Python Multiprocess good practices

Question:

i am working on a software which is treating a lot of data, so we’ve used multiproccess to accelerate the treatment. here is my actual code :

for file_to_process in file_partition:
    if (len(file_to_process) > 0):
       logger = self.__get_logger__(task.lower(), len(proc_list) + 1)
       proc = Process(target=self.__launch_thread__, args=(task, manager_class, file_to_process, list_action, str_target_path, str_target_buffer_path, logger))
       proc.start()
       proc_list.append(proc)

for proc in proc_list:
    proc.join()

The thing is that we’ve noticed that our procs are not realasing memory after they are finished so i was thinking about doing :

for file_to_process in file_partition:
    if (len(file_to_process) > 0):
       logger = self.__get_logger__(task.lower(), len(proc_list) + 1)
       proc = Process(target=self.__launch_thread__, args=(task, manager_class, file_to_process, list_action, str_target_path, str_target_buffer_path, logger))
       proc.start()
       proc_list.append(proc)

for proc in proc_list:
    if(!(proc.is_alive())):
        proc.close()

I’ve also seen i could use pool but i am not sure about the interest of using it. I am also not really sure about how the join() method works, i’ve read the docs but it seems that procs don’t really wait for each other.
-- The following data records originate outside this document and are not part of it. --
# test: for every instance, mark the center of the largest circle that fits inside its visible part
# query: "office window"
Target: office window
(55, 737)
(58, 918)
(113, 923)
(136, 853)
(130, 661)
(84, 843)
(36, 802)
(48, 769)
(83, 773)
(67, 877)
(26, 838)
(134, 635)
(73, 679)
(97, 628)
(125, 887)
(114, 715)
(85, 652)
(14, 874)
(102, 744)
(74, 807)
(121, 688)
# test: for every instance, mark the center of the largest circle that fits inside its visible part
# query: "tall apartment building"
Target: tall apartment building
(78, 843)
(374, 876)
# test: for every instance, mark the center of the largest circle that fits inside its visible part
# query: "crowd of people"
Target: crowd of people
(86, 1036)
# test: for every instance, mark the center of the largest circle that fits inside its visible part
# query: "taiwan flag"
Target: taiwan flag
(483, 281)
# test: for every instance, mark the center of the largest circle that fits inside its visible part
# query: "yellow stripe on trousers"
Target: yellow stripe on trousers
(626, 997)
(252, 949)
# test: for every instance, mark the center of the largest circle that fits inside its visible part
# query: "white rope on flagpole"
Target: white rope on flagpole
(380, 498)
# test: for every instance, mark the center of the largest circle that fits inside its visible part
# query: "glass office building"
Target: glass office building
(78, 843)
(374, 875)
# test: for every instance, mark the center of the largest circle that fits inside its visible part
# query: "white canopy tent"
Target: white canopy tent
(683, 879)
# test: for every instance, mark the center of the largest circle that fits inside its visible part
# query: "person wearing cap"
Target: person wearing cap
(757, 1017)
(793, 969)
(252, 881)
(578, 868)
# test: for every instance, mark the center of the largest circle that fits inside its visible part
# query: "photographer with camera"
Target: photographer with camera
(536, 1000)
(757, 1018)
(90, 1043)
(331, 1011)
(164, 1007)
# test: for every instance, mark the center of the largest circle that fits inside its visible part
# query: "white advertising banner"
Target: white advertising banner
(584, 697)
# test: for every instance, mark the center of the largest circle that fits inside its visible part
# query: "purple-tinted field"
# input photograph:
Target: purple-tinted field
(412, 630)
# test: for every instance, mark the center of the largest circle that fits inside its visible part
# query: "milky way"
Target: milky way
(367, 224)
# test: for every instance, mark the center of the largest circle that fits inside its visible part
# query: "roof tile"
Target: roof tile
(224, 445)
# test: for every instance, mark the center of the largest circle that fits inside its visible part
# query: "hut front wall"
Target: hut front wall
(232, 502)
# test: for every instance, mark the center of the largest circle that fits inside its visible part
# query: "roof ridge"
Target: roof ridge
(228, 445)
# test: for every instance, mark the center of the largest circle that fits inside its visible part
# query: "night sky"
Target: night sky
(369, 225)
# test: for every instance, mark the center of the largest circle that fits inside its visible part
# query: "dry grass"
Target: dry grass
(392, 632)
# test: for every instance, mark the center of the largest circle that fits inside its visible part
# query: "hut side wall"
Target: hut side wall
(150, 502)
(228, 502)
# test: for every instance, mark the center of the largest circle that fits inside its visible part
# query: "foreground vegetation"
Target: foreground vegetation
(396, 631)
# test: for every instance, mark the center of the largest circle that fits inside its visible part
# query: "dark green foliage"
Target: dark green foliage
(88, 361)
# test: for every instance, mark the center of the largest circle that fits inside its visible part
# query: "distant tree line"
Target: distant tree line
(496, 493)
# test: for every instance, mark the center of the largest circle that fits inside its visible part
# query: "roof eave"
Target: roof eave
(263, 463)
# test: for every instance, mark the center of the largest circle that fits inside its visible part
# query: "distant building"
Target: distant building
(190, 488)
So if someone can enlight me on how to use this multiprocess lib properly that would be great

Asked By: FrozzenFinger

||

Answers:

Looking at the code for Process, it will generate the following error message if the right condition is not met:

Cannot close a process while it is still running. You should first call join() or terminate().

So simply modify your existing code to be:

for proc in proc_list:
    proc.join()
    proc.close()

Whether that will help much is to be decided.

Answered By: Booboo